Éric Houde note que les municipalités de la Beauce ont des protocoles d'entraide entre différentes communautés. Habitués aux humeurs de la Chaudière, les Beaucerons ont déjà mis en place divers systèmes.

Les services incendie, les voiries et l'aide de la police leur ont notamment permis de procéder aux évacuations ces dernières heures, sans avoir à réquisitionner les services des soldats.

L'armée, c'est vraiment une aide de dernier recours. L'armée intervient quand les provinces ne sont plus capables.

Éric Houde, porte-parole de la sécurité civile

Avec les prévisions météorologiques annoncées plus tôt cette semaine, plusieurs spécialistes ont évoqué des inondations similaires à celles de 2017, voire pires dans l'ouest du Québec.
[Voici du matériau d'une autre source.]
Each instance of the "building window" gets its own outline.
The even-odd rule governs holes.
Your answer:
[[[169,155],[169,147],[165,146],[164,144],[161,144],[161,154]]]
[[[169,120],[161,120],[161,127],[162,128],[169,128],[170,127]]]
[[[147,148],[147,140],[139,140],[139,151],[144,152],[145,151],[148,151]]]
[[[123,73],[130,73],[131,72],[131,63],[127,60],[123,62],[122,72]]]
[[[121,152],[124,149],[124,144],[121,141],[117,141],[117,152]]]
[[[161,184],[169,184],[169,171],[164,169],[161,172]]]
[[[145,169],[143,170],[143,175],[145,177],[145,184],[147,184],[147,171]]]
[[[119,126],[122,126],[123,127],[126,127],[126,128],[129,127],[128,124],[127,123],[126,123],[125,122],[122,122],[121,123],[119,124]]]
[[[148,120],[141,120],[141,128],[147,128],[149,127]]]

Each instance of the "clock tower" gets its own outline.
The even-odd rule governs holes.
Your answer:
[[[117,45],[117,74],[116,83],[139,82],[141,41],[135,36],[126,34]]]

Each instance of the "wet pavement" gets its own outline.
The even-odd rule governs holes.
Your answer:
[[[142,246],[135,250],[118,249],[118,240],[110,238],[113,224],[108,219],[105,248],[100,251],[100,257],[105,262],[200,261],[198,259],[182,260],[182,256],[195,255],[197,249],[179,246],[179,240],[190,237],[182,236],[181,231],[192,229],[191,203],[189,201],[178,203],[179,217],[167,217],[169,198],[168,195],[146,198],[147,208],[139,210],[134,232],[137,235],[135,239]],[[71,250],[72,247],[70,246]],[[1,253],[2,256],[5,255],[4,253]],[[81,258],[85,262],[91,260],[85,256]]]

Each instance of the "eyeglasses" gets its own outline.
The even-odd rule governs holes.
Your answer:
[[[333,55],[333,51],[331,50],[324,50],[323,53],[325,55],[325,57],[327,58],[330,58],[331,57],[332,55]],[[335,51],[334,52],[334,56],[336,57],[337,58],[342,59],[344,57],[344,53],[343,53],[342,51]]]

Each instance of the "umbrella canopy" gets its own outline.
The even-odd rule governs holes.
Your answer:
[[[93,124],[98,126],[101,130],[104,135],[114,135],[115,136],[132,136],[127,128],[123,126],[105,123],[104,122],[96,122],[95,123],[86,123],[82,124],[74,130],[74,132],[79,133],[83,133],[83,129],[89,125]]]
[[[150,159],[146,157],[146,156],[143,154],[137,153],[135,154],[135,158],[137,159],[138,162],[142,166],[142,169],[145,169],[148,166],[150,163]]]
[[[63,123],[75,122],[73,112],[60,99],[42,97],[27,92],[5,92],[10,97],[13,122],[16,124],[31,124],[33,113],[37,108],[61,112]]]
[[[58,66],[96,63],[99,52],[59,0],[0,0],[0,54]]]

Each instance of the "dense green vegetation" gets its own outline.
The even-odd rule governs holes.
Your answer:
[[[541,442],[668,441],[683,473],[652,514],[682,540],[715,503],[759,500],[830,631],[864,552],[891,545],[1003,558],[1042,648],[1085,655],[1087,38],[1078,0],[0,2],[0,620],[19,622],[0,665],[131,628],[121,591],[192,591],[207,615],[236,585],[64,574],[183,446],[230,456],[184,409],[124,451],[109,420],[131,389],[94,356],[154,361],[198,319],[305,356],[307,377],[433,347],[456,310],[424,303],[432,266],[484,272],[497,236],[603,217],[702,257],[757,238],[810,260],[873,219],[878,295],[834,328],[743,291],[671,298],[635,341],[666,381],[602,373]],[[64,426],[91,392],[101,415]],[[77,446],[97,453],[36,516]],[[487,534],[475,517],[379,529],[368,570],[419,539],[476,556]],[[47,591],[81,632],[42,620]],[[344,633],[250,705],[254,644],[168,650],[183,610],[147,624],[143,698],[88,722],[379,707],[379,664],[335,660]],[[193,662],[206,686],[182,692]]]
Selon M. Houde, la province a donc demandé l'aide de l'armée avant que les intervenants sur le terrain ne soient à bout de souffle, comme ce fut le cas il y a deux ans.

Vue aérienne de la municipalité de Rigaud

Vue aérienne de rues inondées à Rigaud, le 4 mai 2017.

Photo : Facebook / Ville de Rigaud

L'armée était intervenue, mais seulement une fois les inondations commencées, rappelle M. Houde, et les équipes de secours étaient alors surmenées.

Le spécialiste croit que l'armée pourra cette année éviter de revivre pareille situation. Il mentionne au passage que des municipalités ont refusé l'aide des soldats, jugeant avoir suffisamment de ressources en place.

Même si les prévisions de pluie sont à la baisse, « ce ne sera pas un printemps facile », soutient M. Houde.

En 2017, 1200 militaires avaient été déployés sur le territoire québécois lors de la crue printanière. Il y en a deux fois moins pour le moment.